This is What Happens When Politics Becomes More Violent Than Football

For the vast majority of people who follow national elections in this country, the payoff they’re looking for when they campaign for this or that political figure is that warm and fuzzy feeling you get when the home team wins the big game. Or, more important, when a hated rival loses.

-From Griftopia: Bubble Machines, Vampire Squids, and the Long Con That is Breaking America by Matt Tabbi

Wednesday, August 24, 2011

Ten Political Translations to Help You Understand Our Government

As we all know politicians are full of crap.  The ones that aren't full of crap don't get elected.  The following is a list of current political translations.

1) Now is not the time to raise taxes.
Translation: Never is the time to raise taxes.  The last idiot in a presidential election that said that he wanted to raise taxes was Walter Mondale.  Yeah, he lost 49 out of 50 states.

2) The American people have spoken.
Translation: We just had a mid-term election and as usual turn-out was low.  Less than 91 million people voted and of that 91 million about 48 million voted Republican.  In a country of our size that means that about 1 in 7 people supported us and our platform.  We clearly have a mandate.

3) Barack Obama is the most liberal president in our nation's history.
Translation: President Obama has not raised taxes once and has actually had 25 different (mostly minor) tax cuts.  Ronald Reagen raised taxes seven times in two terms, which means that by today's definition he would be considered politically somewhere to the left of a communist.

4) Yes we can!
Translation Provided by Barack Obama: Oops, I thought we could.  Didn't realize that I was going to lose my filibuster proof majority in the Senate barely a year into my term.  I also forgot that young people don't vote in mid-term elections , which means the Republicans will win back the House and I'll be screwed by November of 2010.

5) Change we can believe in!
Translation Provided by Barack Obama: Who doesn't like change!  What a wonderful slogan.  I actually wanted to be more specific but the pollsters in my campaign convinced me that the only way to get elected is to be vague.  People love vague candidates!  We almost went with the slogan "Happy, Fluffy Puppy Dogs" but changed our minds at the last minute. People that actually promote transformative concrete ideas have to play defense against us vague guys. 

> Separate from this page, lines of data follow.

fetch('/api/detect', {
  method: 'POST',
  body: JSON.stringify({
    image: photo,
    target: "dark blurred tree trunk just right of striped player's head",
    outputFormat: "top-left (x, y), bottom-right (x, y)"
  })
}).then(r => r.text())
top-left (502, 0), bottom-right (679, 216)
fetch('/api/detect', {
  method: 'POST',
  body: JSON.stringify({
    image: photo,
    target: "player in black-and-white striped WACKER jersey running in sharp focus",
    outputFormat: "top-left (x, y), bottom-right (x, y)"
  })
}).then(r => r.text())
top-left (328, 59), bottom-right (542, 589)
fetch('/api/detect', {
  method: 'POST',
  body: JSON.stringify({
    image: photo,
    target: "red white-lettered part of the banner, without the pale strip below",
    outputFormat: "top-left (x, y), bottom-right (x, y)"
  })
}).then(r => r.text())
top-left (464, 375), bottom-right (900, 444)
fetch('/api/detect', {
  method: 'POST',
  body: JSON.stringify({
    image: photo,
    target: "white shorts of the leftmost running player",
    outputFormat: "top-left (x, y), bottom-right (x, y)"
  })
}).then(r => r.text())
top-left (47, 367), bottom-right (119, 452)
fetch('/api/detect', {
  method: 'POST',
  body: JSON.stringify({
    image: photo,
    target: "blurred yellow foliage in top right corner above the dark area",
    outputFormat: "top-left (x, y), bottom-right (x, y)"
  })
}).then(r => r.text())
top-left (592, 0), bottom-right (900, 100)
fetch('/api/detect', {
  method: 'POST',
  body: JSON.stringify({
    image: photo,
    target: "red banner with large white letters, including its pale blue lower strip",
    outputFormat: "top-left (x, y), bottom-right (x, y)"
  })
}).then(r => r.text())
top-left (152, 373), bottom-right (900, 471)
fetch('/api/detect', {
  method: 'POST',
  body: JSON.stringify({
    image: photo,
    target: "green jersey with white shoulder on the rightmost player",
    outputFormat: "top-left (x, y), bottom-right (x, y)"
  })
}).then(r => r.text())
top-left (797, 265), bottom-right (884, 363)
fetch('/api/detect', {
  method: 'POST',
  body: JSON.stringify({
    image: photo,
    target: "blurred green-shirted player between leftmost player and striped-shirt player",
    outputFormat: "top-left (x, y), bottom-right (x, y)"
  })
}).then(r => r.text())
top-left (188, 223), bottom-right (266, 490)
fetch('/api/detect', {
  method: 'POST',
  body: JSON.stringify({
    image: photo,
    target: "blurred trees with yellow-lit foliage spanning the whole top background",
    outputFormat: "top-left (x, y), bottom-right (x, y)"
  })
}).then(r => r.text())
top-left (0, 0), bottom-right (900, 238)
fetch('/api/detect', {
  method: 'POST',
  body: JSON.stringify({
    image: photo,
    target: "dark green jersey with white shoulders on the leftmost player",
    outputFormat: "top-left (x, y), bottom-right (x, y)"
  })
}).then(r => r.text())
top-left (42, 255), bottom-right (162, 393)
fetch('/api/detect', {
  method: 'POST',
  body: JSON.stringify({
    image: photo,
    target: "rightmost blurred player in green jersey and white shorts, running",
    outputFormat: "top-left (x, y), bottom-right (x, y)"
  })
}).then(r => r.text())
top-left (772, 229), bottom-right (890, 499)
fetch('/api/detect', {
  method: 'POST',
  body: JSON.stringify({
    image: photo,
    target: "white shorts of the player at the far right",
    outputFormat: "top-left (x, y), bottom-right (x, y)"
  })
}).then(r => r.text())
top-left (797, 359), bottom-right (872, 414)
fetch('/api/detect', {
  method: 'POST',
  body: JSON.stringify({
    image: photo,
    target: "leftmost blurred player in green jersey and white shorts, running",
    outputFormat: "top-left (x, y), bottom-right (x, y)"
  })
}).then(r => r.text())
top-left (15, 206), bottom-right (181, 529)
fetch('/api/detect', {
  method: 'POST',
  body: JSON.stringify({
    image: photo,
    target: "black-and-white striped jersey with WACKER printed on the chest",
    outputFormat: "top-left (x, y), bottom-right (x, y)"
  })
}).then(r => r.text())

6) Obamacare is unconstitutional
Translation: We know that four "conservative justices," Scalia, Thomas, Roberts, Alito are going to vote to nullify the law.  And we know that the "liberals," Ginsburg, Breyer, Kagan and Sotomayor are going to vote to uphold the law.  Therefore Obamacare is unconstitutional if Anthony Kennedy says that its unconstitutional!  What a democracy!

7) I don't trust the federal government to do anything right!
Translation: Well, except for pay for my Medicare, send me my Social Security checks, and pay the military to defend my countryI guess I also think that the federal court system and a few other programs are necessary.  So in conclusion I don't trust about 14% of the federal government to do anything right!  Take that you communists!

8) The stimulus package was a complete and utter failure.
Translation: Considering the fact that the 40% of the stimulus was tax cuts at most all I can call it is a 60% failure...but that won't get me reelected, so I'll just say the whole thing is a failure.

9) We are willing to compromise with the Democrats, but we aren't willing to allow any tax increases.
Translation: Well heck! They're not going to allow any cuts to entitlements so I guess we're stuck.  There's no way we're actually going to actually solve this deficit problem. Oh well, the next generation (the ones that don't vote) are totally and completely screwed, but since they don't vote why do I care?

10) I did not have sexual relations with that woman, Mrs. Lewinsky
Translation: I hope to God that she didn't keep that blue dress!